Hangi yapı türü olduğunun önemi yok, hiç kimse 300 yıllık sarnıca yapışmadı, Taksim Meydanı’nın en değerli yapısına saygı gösterdi. Kimi sarnıcın yüksekliğini geçmemeyi tercih etti, meydanla fiziksel bir ilişki kurmak isteyenler ise belirli ritmlerle ya da tek noktadan zarif bir şekilde yükseldiler. Şeffaf ve çağdaş cepheler, sarnıcı yok etmek yerine daha dikkat çekici hale getirdiler. Ve her zaman insanların sakince vakit geçirebilecekleri yarı açık ve açık alanlar tasarlandı.
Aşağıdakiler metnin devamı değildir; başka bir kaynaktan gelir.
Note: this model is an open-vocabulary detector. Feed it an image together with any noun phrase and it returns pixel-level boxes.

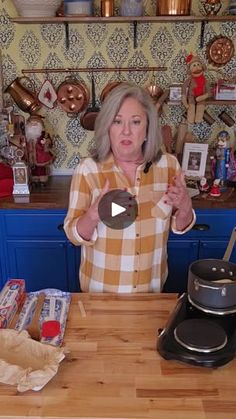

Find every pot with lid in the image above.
[157,0,192,16]
[57,77,90,116]
[188,227,236,315]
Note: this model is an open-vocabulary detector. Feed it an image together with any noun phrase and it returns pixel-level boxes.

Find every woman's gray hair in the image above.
[91,82,162,162]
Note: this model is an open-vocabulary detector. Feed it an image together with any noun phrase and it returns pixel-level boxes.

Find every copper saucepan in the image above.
[57,77,90,116]
[100,80,122,102]
[157,0,192,16]
[80,74,100,131]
Tüm bu anlattıklarımdan sonra şimdi Taksim Camisi’nin mimari değerlerine bakalım.
Taksim Camisi’nin kütlesi, kubbesinin ve minarelerinin yüksekliği, cephesi ortaya çıktı. Geriye bir tek iç süslemeleri kaldı. Uzaktan bakıldığında sanki su sarnıcının üzerine oturmuş. Cami, sarnıca tümüyle yaslanmış ve su sarnıcı caminin subasmanı olmuş gibi duruyor, kubbelerinin baskın rengi ve cephesi ile su sarnıcını yok sayıyor. Tüm dinlere saygı söylemi ile Taksim Camisi’nin yakınındaki Rum Ortodoks Kilisesi ve Ermeni Katolik Kiliseleri'nin yükseklikleri dikkate alınırken, su sarnıcı ile kurulacak oranlara hiç dikkat edilmemiş. Belli ki amaç, kiliselerin yükseklikleri bahane edilirken, meydana baskın bir cami inşa etmek olmuş.
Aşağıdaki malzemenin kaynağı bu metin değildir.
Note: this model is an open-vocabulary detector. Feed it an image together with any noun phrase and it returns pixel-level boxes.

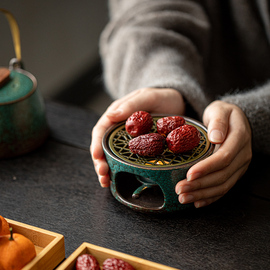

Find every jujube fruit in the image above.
[157,116,186,137]
[166,125,201,154]
[125,111,153,137]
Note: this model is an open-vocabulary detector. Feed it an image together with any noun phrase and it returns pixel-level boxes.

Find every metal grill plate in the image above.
[109,116,211,168]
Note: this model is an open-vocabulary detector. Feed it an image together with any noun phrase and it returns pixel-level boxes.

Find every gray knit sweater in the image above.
[100,0,270,154]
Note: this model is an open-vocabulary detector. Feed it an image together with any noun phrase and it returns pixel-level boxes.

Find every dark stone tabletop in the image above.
[0,102,270,270]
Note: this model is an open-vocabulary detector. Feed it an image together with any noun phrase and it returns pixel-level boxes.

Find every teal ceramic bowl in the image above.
[103,115,214,213]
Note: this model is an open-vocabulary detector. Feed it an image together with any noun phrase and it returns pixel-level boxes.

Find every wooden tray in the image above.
[56,243,177,270]
[6,218,65,270]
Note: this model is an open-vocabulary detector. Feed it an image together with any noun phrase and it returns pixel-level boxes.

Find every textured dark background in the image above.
[0,102,270,270]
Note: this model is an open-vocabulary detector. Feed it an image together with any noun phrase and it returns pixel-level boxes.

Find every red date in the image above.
[125,111,153,137]
[166,125,201,154]
[157,116,186,137]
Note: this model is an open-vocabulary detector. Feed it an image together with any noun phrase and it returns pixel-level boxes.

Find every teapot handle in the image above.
[0,8,21,63]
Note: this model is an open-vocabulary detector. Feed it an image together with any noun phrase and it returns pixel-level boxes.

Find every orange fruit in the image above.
[0,216,10,235]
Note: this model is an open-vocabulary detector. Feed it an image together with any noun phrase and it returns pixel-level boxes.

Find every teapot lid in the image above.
[0,61,37,105]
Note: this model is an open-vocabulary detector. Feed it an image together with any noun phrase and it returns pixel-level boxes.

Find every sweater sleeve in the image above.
[221,81,270,154]
[100,0,210,116]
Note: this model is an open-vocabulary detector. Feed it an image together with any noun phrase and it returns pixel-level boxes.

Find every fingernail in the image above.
[180,195,194,203]
[187,173,202,181]
[194,201,206,208]
[209,129,223,143]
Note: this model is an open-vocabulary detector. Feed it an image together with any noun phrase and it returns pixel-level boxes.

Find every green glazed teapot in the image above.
[0,9,49,158]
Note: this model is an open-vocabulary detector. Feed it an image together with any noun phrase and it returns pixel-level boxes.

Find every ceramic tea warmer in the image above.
[0,9,48,158]
[103,115,214,213]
Caminin arsa kullanımına baktığımızda, cami İstiklal Caddesi’nin bu değerli boşluğunu tümüyle doldurmuş. Arsanın tümüyle doldurma tavrı, geleneksel bir cami biçimi seçilirken ortaya daha önce benzeri hiç olmayan bir cami şeması çıkarmış, büyük çelişki bu. Önce 600 kişilik bir cami denmişti ama sonra 2 bin 500 kişilik bir cami yapıldı. Yerin 3 kat altında 165 araçlık kapalı otopark bulunuyor. Ayrıca yapıda konferans, sergi salonları gibi kültür ve sanat etkinliklerinin gerçekleştirileceği alanlar var. Burası için aşırı yüklü bir program bu. Ayrıca dikkatle bakılacak olursa, simetrikmiş gibi duran yapının, İstiklal Caddesi’ne doğru olan kısımda, arsayı tümden doldurmak adına yapının simetrisi bozulmuş, bu hem planda hem siluette açıkça görülüyor.
YENİ REJİMİN YENİ CAMİ
Taksim Meydanı yeni kurulan Türkiye Cumhuriyeti için yeni ve modern Türkiye’nin Batı’ya dönük yüzü olurken, diğer taraftan da Osmanlı’dan devralınan ümmetçiliğin yerine, toplumu bir arada tutmak için milliyetçilik ve yurttaşlık bilincini yaymanın aracıydı. Cumhuriyet Anıtı, Taksim’e yapıldı. Modern Avrupa’nın kent içi gezinti parklarına öykünen “Gezi Parkı” Taksim’de açıldı. Opera, bale, klasik müzik gibi o zamana kadar İstanbul’a yabancı olan sanat dallarına ev sahipliği yapacak olan AKM’nin yeri Taksim oldu. Özellikle 1950’lerden sonra yeni zenginlerin yani burjuvazinin eğlence, alışveriş ve kültürel mekânları yine Taksim ve etrafında yoğunlaştı.
Yeni Türkiye’nin yeni rejimi geldiği noktada ülkeyi İslamlaştırmanın en önemli aracı olarak camileri kullanıyor. Nasıl Büyük Çamlıca Cami, Boğaz’dan geçenlere “burası Müslüman bir ülkedir” diyorsa, aynı şekilde yılların tartışması Taksim Camisi de ideolojik bir yapıdır ve inat siyasetinin ürünüdür. Yoksa ne caminin şekil ve şemaili ne de yeri hiçbir mimari gerekçeyle açıklanamaz.
İşin latifesi ama, ne diyeyim, olan onca bıraktığım öğrenciye olmuş.